Launch HN: Twill.ai (YC S25) – Delegate to cloud agents, get back PRs

[−] hardsnow 35d ago

I’ve been developing an open-source version of something similar[1] and used it quite extensively (well over 1k PRs)[2]. I’m definitely believer of the “prompt to PR model”. Very liberating to not have to think about managing the agent sessions. Seems that you have built a lot of useful tooling (e.g., session videos) around this core idea.

Couple of learnings to share that I hope could be of use:

1) Execution sandboxing is just the start.
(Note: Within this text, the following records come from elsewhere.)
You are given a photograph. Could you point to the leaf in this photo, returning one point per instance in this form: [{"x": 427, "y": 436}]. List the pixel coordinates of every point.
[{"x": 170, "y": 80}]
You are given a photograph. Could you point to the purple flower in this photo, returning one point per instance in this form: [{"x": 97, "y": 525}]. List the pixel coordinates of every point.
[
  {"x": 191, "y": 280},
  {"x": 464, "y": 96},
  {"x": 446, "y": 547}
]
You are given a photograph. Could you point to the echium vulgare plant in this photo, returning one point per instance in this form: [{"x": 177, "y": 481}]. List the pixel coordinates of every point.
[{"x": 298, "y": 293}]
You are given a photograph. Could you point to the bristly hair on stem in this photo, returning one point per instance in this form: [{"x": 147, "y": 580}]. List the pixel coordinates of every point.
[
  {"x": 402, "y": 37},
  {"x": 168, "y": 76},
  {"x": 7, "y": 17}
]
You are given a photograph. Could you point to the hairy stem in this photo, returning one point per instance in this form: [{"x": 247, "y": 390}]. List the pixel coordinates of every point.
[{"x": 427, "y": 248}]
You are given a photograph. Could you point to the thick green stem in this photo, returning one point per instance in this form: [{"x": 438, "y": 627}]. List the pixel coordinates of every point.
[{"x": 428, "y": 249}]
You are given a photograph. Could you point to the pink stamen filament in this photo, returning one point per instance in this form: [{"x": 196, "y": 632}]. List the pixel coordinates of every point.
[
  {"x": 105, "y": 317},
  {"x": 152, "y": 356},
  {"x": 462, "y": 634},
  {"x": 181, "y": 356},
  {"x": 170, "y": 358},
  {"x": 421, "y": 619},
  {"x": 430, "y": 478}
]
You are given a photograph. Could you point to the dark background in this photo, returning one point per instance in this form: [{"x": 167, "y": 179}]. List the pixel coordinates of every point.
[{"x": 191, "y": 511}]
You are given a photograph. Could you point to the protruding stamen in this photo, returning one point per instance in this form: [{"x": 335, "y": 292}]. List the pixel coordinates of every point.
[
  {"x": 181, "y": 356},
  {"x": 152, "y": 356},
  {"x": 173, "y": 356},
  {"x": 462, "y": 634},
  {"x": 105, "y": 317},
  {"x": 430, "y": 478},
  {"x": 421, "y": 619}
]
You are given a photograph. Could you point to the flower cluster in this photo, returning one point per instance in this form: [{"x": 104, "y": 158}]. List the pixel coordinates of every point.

For any enterprise usage you want fairly tight network egress control as well to limit chances of accidental leaks or malicious exfiltration if theres any risk of untrusted material getting into model context. Speaking as a decision maker at a tech company we do actually review stuff like this when evaluating tools.

2) Once you have proper network sandboxing, you could secure credentials much better: give agent only dummy surrogates and swap them to real creds on the way out.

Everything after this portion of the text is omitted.